ANSWER_CONFLICT_DETECTION_PROMPT= """
# Role and Task
You are a precise answer verifier. Your task is to determine if Answer A and Answer B are semantically consistent and provide the same final conclusion for the given Question.

# Rules
- **Context is Key:** Your judgment must be based entirely on the context provided by the Question.
- **Semantic Equivalence:** Consider two answers CONSISTENT if they mean the same thing, even if the wording is different. This includes synonyms, paraphrasing, and different but equivalent numerical representations (e.g., "50%", "0.5").

# Strict Output Format
Your output MUST be one of the following two words, and nothing else. Do not provide any explanation or additional text.
- If consistent, output ONLY the string: <CONSISTENT>
- If inconsistent, output ONLY the string: <INCONSISTENT>

---
Question:
{problem}

Answer A:
{cot1}

Answer B:
{cot2}

Your Output:
"""


ATOM_QUESTION_GENERATION_PROMPT = """
# Role
Act as an expert in logical analysis. Your specialty is deconstructing and comparing complex reasoning processes to identify the fundamental points of divergence that lead to different conclusions.

# Task
I will provide you with an Original Question and two distinct Reasoning Processes (A and B) from two different models, which have resulted in conflicting answers. Your task is to perform a deep analysis of both reasoning chains, pinpoint the exact discrepancies between them, and formulate these points of divergence into a set of Atomic Questions.

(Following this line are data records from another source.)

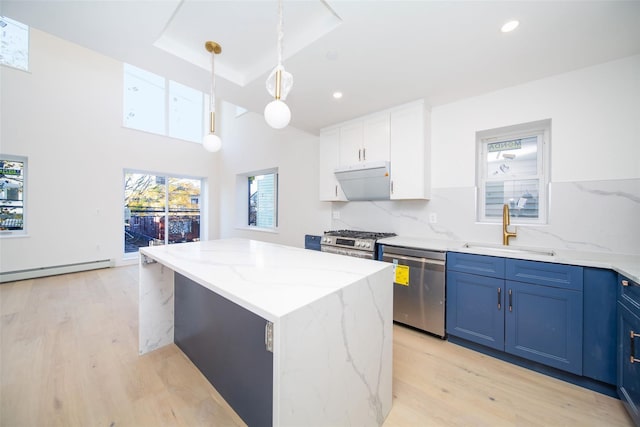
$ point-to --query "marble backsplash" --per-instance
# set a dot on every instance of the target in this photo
(592, 216)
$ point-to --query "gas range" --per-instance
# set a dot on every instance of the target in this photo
(361, 244)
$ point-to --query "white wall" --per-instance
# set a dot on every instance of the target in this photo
(595, 164)
(250, 145)
(65, 115)
(595, 125)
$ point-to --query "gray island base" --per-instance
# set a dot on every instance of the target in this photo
(287, 336)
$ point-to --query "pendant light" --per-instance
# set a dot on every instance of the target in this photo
(212, 142)
(279, 83)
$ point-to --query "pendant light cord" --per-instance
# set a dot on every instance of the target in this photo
(212, 98)
(280, 32)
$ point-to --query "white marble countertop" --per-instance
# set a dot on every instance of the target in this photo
(627, 265)
(268, 279)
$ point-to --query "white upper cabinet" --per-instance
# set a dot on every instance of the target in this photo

# Core Requirements for Atomic Questions
Each atomic question you generate must strictly adhere to the following rules:

1. Atomicity and Independence: Each question must be the smallest possible logical unit and be completely independent of all other questions. A person should be able to understand and answer any single question on its own without needing to read any others.

2. Focus on Discrepancy: Each question must target a specific, concrete point of disagreement between the two reasoning processes. Examples include differences in factual claims, conflicting logical steps, or contradictory underlying assumptions.

3. Self-Contained: If background context is necessary to understand the question, concisely embed that context within the question itself.

4. Verifiability: Each question must be phrased in a way that it can be answered definitively through factual verification, a clear logical judgment, or a straightforward calculation.

# Input Format

## Original Question
{problem}

## Reasoning Process A
{cot1}

## Reasoning Process B
{cot2}

Please output in the following list format:
["Atomic Question 1","Atomic Question 2","Atomic Question 3",...]

** NOTE **
1. Don't solve the original question, just output the atomic questions.
2. When outputting atomic questions, strictly follow the specified format and do not output any extra symbols or thought processes.
3. Ensure the atomicity of atomic questions. That is, do not use pronouns such as Process A/B or Option A/B/C/D. Just look at the atomic question itself to answer it.
"""

ATOM_ANSWER_GENERATION_PROMPT = """
# Role
You are a logical reasoning engine. Your task is to answer a list of atomic questions provided below. You must process each question sequentially and meticulously.

# Task
For each question, you must generate a response that includes your detailed thinking process and the final answer. This response for each question must be formatted as a single string with the following structure: <think>Your detailed, step-by-step thinking process goes here.</think><answer>Your final, conclusive answer goes here.</answer>.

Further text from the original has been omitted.